Microorganisms quickly adapt to a changing environment by sensing and responding to environmental cues, such as nutrients. Understanding how pathogens sense and utilize nutrients during pathogen-host interactions provides important insights into how to control diseases caused by these microbes. Inositol is a nutrient that plays important structural and signaling roles in both mammalian hosts and fungal pathogens, in particular by serving as a precursor for phosphatidylinositol (PI), which is a key component of cellular membranes and a signaling molecule (Fig. 1). Phosphorylated derivatives of PI and other products of PI metabolism govern many essential cellular processes, including the osmotic stress response, calcium signaling, vesicle trafficking, telomere length, and chromatin remodeling (1, 2). Inositol-dependent cellular pathways are best studied in model organisms such as Saccharomyces cerevisiae, but inositol utilization and metabolism remain poorly understood in many pathogens. In a recent article, Porollo et al. reported using comparative genomics to shed light on inositol utilization by Pneumocystis, an important obligate human fungal pathogen (3).
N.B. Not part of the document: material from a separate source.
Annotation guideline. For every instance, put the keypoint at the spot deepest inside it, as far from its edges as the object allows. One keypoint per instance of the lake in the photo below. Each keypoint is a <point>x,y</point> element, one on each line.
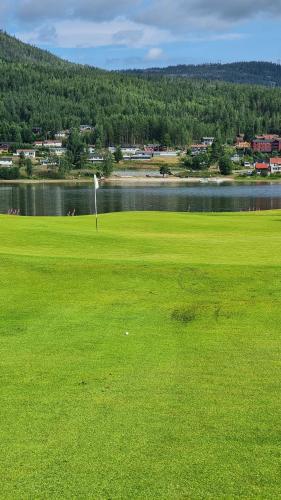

There are two main sources by which fungal cells acquire inositol (Fig. 1). One is to synthesize inositol internally. Intracellular glucose can be converted into myo-inositol—the most common biologically active inositol isomer—in a de novo inositol biosynthetic pathway (4). myo-inositol 1-phosphate synthase (Ino1) is the key enzyme in this synthesis, converting glucose 6-phosphate to inositol 1-phosphate. The second step is carried out by inositol monophosphatase (Inm1), which dephosphorylates inositol 1-phosphate to myo-inositol. Inositol can also be imported from the extracellular environment via inositol transporters (ITRs). The ITR gene family is part of the sugar transporter superfamily and plays an important role in inositol sensing in fungi, including S. cerevisiae (5, 6), Candida albicans (4, 7, 8), Schizosaccharomyces pombe (9), and Cryptococcus neoformans (10, 11). There are two inositol transporters in S. cerevisiae, which were first isolated by complementation of a yeast mutant defective in inositol uptake. Itr1 is the major transporter with abundant mRNA levels and is both transcriptionally and posttranslationally repressed by inositol. Itr2 is a minor transporter that is constitutively expressed at a low level (5). A recent study showed that like S. cerevisiae, C. albicans can generate inositol de novo through Ino1 and can also import inositol from the environment through the inositol transporter Itr1. C. albicans may utilize these two complementary mechanisms to obtain inositol during host infection (8). In the gut, C. albicans is exposed to one gram of inositol per day in the intestine, but as it disseminates fungal cells could salvage inositol from serum and tissues at micromole ranges. Therefore, C. albicans has a steady supply of inositol from the host (7). The proton-coupled inositol transporter exhibits high substrate specificity for inositol, and interactions between the transporter and the C-2, C-3, and C-4 hydroxyl groups of myo-inositol are critical for substrate recognition and binding (7).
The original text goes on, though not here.